You can see routes and schedules at Kauai.gov. There are baggage limits, so make sure you're following the rules posted on their website. From the airport, you'll take the Kauai Shuttle to the stop at Eiwa Street. From there, transfer onto the 500 Lihue-Hanalei Line, which goes all the way to Princeville Public Library. 

Groceries

This is where you can really blow your budget. Food prices on the island are surprisingly high. Hands down the best way to save on meals is to get a place with a kitchen so that you can make them yourself. Eating out every meal will be murder on your budget. Another way to save hundreds of dollars is to buy in bulk. Plan on spending around 75% of your grocery budget on bulk items at Costco the day you arrive. (Going back later will waste hours of valuable vacation time on driving.) The local grocery stores are several times more expensive than mainland prices. Costco prices are similar for most things, but produce is still quite a bit more expensive than on the mainland.

The Costco on the island will have a slightly different assortment of goods from what you’re used to, so I like to stay flexible when making my list. I buy breakfast staples like coffee, milk, cereal, eggs, and sausage; and stuff for packed lunches like bread, cheese, sliced meat, chips, and snacks. For dinner, we usually go a traditional route with meat, starch, and fresh vegetables. Even though the fresh produce is more expensive than on the mainland, it is possible to make budget-friendly choices that are also fresh.  

When making your plan, be careful of quantities. People tend to over-estimate some things and under-estimate others. Let’s assume this is a group of 8 adults on this trip. If they drink 2 beers each every day, that’s 112 beers total – at least 5 cases. On the other hand, don’t assume everyone will eat 2 eggs for breakfast every day. Some may skip breakfast, be lighter eaters, or prefer cereal. For my group, 1 egg per day per person is plenty (56), so 2 packages of 24 it is! Also, when you’re counting how many meals you should buy for, don’t forget that you’ll be eating out some, and that people will probably want to graze on leftovers for others. I usually buy food for about 70% of the meals, and let the rest fall as they will.

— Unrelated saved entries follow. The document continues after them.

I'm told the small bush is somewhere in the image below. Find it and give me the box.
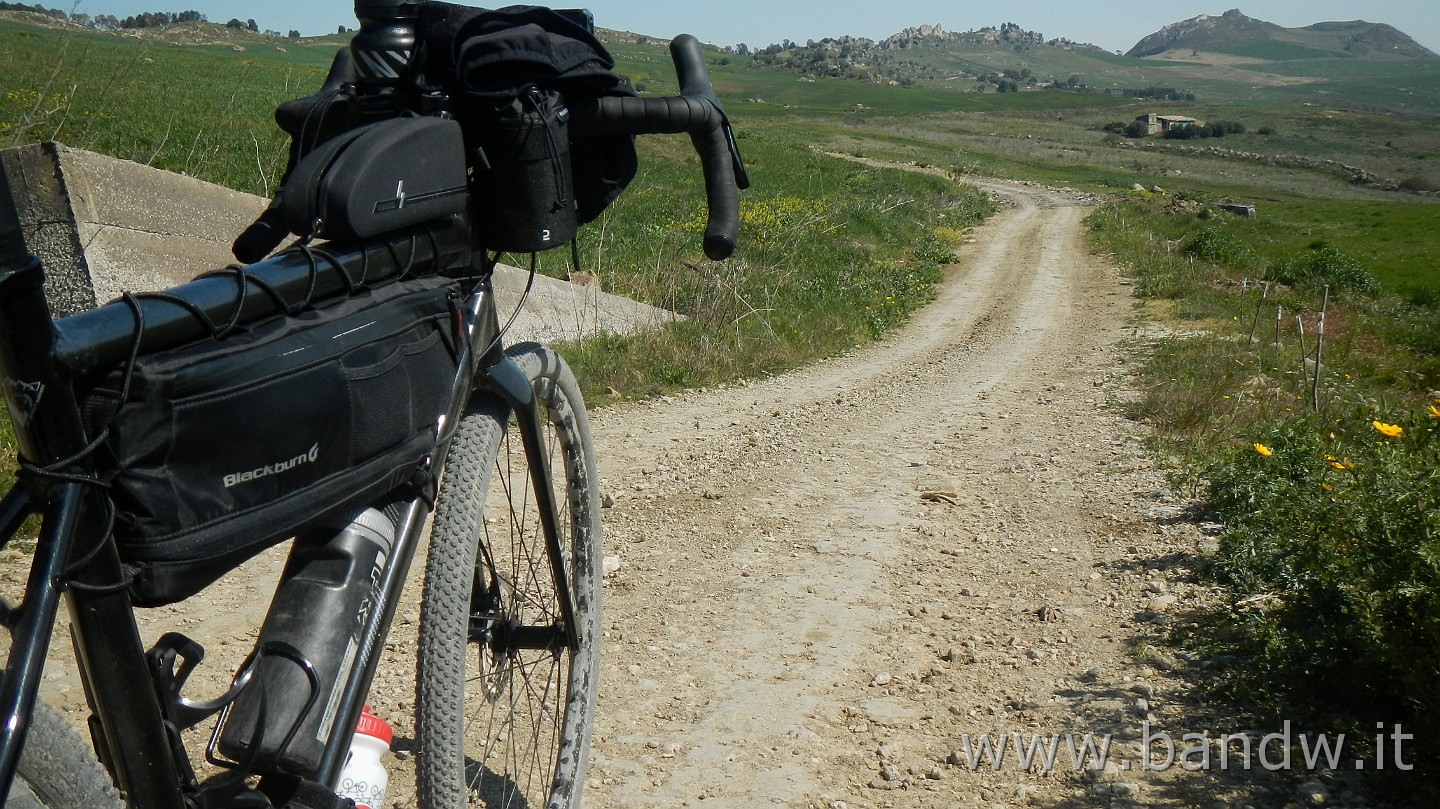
[1257,126,1277,136]
[1208,410,1440,726]
[1183,226,1250,266]
[1266,242,1378,295]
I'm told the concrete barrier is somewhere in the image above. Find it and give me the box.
[1,142,678,342]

Eating Out, Souvenirs, Tours & Adventures

Eating Out: $50 per person
The dining options on the island can vary wildly in terms of cost, but in general, I find that eating out is maybe 50% more expensive than where I live in Texas. If you’re careful, you should be able to eat out two or three times for $50. We can recommend Kalypso’s happy hour, Chicken in a Barrel (hint: get the chicken), Makai Sushi, Java Kai, and Kalaheo Café.

Souvenirs: $50 per person
Souvenirs are available at all price points, but you can get a few things, or one nicer item for $50. My husband and I bought wedding bands – titanium with Koa wood – for $20 each.

Tours & Adventures: $125 per person
We like the Secret Falls kayak adventure. This half-day guided kayak and hiking adventure doesn’t require prior kayak experience, and costs $60 per person, $80 after tip for your guide. We also recommend a bike rental in Kapa’a, which will run you $20 for a half day. If you’re interested in snorkeling, you may also want to rent a mask and fins for the week at around $15.